Na manhã em que o Vasco foi derrotado pelo Real Madrid, centenas de torcedores da Fla-Madrid comemoraram o resultado pelas ruas de Copacabana.
Torcedores do Flamengo fazem a festa com a derrota do Vasco para o Real Madrid — Foto: Cezar Loureiro
Meu malvado favorito
Um dos maiores responsáveis por inflamar a rivalidade entre Vasco e Flamengo foi Eurico Miranda, por décadas vice-presidente de futebol e presidente do cruz-maltino.
Eurico fazia questão de provocar o rubro-negro e seus torcedores não deixavam por menos: por anos o dirigente foi o vascaíno mais xingado nos clássicos entre os times, mais do que qualquer jogador em campo.
Em 2000, apareceu na Gávea, levado por torcedores, um troféu feito em homenagem ao dirigente vascaíno.
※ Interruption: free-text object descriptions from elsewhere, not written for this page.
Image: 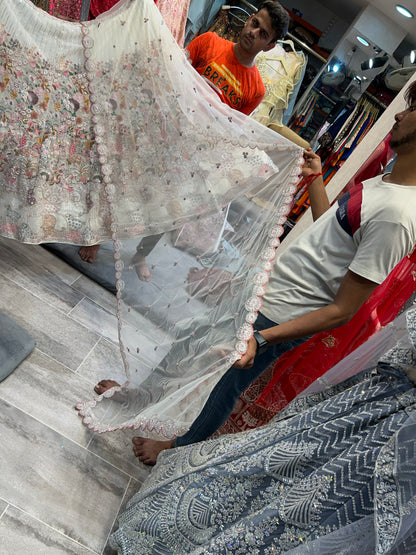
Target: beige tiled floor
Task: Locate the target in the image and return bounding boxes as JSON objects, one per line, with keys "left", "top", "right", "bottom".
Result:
{"left": 0, "top": 236, "right": 151, "bottom": 554}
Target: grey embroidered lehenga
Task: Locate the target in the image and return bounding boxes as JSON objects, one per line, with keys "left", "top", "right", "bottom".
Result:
{"left": 110, "top": 307, "right": 416, "bottom": 554}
Tratava-se de uma corneta e na placa Eurico Miranda era lembrado da perda dos dois títulos mundiais, em 1998 e 2000, e dos Cariocas de 1999 e 2000.
Troféu feito especialmente para Eurico Miranda na sede do Flamengo, na Gávea — Foto: Ivo Gonzales
Festa na porta da casa
Depois de emplacar vice-campeonato mundial, do Torneio Rio-São Paulo e do Carioca, o Vasco foi à forra no segundo semestre de 2000. O time foi campeão brasileiro e da Mercosul.
Arte — Foto: Arte
Na volta de São Paulo, onde venceu o Palmeiras por 4 a 3, a equipe desembarcou no Santos Dumont e logo em seguida começou carreata em cima do carro do corpo de bombeiros.
O destino era São Januário, mas a carreata sofreu um desvio na rota. O caminhão foi para o outro lado e fez questão de passar bem em frente à sede do Flamengo, na Gávea.
Torcedores vascaínos provocam rubro-negros após título da Libertadores — Foto: Luís Alvarenga
Homenagem da discórdia
Em fevereiro de 2019, dez jovens jogadores do Flamengo morreram, vítimas de um incêndio no alojamento onde dormiam no Ninho do Urubu.
A tragédia abalou o país e Vasco resolveu fazer uma homenagem: jogaria a partida seguinte com uma bandeira do Flamengo estampada no uniforme, passando por cima de uma rivalidade histórica.
A iniciativa deixou alguns conselheiros de Vasco insatisfeitos. Houve protestos nas redes sociais a respeito. Acabou que a condolência foi feita e a camisa passou a ser exposta no museu rubro-negro, como forma de retribuir a iniciativa três anos atrás.